In the present study, spring, summer, autumn, and winter were defined as MAM, JJA, SOM, and DJA, respectively, and the seasonal PM2.5 concentrations in the BTH are illustrated in Figure 4. The PM2.5 concentrations for all cities analyzed met China’s national grade 2 criterion (concentration limit < 75 µg·m−3) in the spring, summer, and autumn. In the spring, the PM2.5 pollution in Shijiazhuang was the most severe (seasonal average, 61 µg·m−3), and the air quality was the best in Zhangjiakou and Chengde (seasonal averages, 34 µg·m−3). In the summer, the seasonal average concentration of PM2.5 peaked at 42 µg·m−3 in Tangshan, and reached its minimum of 23 µg·m−3 in Chengde. In autumn, the seasonal average reached its maximum of 59 µg·m−3 in Baoding, and minimum of 25 µg·m−3 in Zhangjiakou. PM2.5 pollution was most severe in winter, generally caused by coal-fired pollutant emissions during the heating season overlaid with unfavorable weather conditions for dispersion, with the seasonal average PM2.5 concentrations in Handan, Xingtai, Shijiazhuang, Baoding, Hengshui, and Cangzhou exceeding the national grade 2 criterion, and a maximum seasonal average value of 117 µg·m−3 in Handan, and minimum of 31 µg·m−3 in Zhangjiakou, likely because of the prevailing northerly winds during the boreal winter. Therefore, winter in the Beijing-Tianjin-Hebei region has become a critical period for heavy pollution control. Overall, severe pollution levels were observed in most cities (with the exception of Zhangjiakou and Chengde), because they are characterized by the urban core functional area in the central region of the BTH, the coastal development area in the eastern cities, and the urban functional extension area in the southern cities, all maintaining higher pollutant emissions due to the developed industries, dense populations, and higher traffic volumes.

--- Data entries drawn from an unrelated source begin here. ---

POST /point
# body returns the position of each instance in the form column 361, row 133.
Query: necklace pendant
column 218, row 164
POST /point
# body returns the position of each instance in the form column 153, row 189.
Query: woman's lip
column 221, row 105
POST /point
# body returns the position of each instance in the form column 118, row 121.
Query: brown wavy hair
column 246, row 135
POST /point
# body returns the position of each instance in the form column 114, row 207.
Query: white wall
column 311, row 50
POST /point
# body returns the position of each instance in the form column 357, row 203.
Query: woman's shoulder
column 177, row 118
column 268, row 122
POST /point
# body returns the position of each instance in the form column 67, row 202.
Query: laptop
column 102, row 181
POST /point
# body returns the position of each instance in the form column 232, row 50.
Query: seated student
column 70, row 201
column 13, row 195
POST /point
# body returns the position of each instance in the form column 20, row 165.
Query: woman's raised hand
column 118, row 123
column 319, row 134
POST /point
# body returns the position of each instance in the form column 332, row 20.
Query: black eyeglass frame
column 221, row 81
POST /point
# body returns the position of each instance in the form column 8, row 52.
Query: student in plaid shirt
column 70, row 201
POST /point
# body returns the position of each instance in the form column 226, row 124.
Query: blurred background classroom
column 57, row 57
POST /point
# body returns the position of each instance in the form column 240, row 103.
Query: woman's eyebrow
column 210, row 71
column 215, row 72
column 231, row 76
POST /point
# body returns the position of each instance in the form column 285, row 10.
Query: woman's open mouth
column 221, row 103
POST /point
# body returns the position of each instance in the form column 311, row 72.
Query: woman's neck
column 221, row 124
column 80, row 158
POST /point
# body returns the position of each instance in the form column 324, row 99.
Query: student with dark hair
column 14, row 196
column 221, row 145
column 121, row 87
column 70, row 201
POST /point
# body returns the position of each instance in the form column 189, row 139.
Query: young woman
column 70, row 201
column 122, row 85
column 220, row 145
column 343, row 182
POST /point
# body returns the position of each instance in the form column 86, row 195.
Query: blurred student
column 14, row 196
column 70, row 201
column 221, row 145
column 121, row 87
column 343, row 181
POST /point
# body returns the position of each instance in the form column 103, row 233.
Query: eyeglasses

Average annual concentration changes of PM2.5 for the cities of the BTH between 2018 and 2019 are shown in Figure 5. The mean annual concentration of PM2.5 in the BTH was 50 μg·m−3 in 2019, 9.2% lower than that in 2018, and indicating a slight improvement in air quality over the region, although still making it one of the most air-polluted regions in China. The average annual mass concentrations of PM2.5 in Zhangjiakou and Chengde satisfied China’s second-level environmental air quality standards in 2018 (annual average concentration limit, 35 µg·m−3). These two cities represented the minimum PM2.5 pollution areas of the BTH, with the lowest PM2.5 concentration recorded in Zhangjiakou (31 µg·m−3); however, the annual average mass concentration of PM2.5 exceeded the national standard for all other cities observed. The most heavily polluted region was Handan, where the average annual concentration reached 70 μg·m−3.
Similarly, the annual average concentration of PM2.5 fell at or within the national standard only in Zhangjiakou and Chengde in 2019, with the minimum value recorded in Zhangjiakou (26 μg·m−3). Average annual national standard levels were exceeded in all remaining cities, with the most heavily polluted region located in Handan (67 μg·m−3). The consistent areas of low concentrations across both years, Zhangjiakou and Chengde, are likely due to the blocking effect of the Taihang and Yanshan Mountains. Moreover, these montane cities are less industrially developed, and are therefore the site of less industrial waste gas pollution. Chengde has fewer industrial pollution sources and lower PM2.5 mass concentration. Beijing, Tianjin and Tangshan, Langfang and Cangzhou, in the eastern part of the Hebei Province, will lead to more pollution sources due to the large population and the steel in Tangshan, coal chemical in Cangzhou and cement industry in Langfang. In addition, located in the south-central region along the Taihang Mountains, Shijiazhuang, Baoding, Xingtai, Handan and Hengshui, there are a large number of heavy polluting industries. The highest PM2.5 concentrations in both years were clustered in Handan in the southern part of the BTH, a highly industrial area. Coal combustion and the large amount of sewage discharged from steel factories are major contributors to the heavy atmospheric pollution. Elsewhere, the air diffusion conditions of the cities on the coast of Bohai Bay were good, and these pollutants were transported downwards and condensed in the southern cities. From this, it can be seen that each of these locations should establish a long-term and effective mechanism to improve environmental efficiency according to its own geographical location, economic development level, industrial structure and energy structure. Under the unified coordination of Beijing, Tianjin and Hebei, the local environmental efficiency will be continuously improved to achieve the synergistic development of the region.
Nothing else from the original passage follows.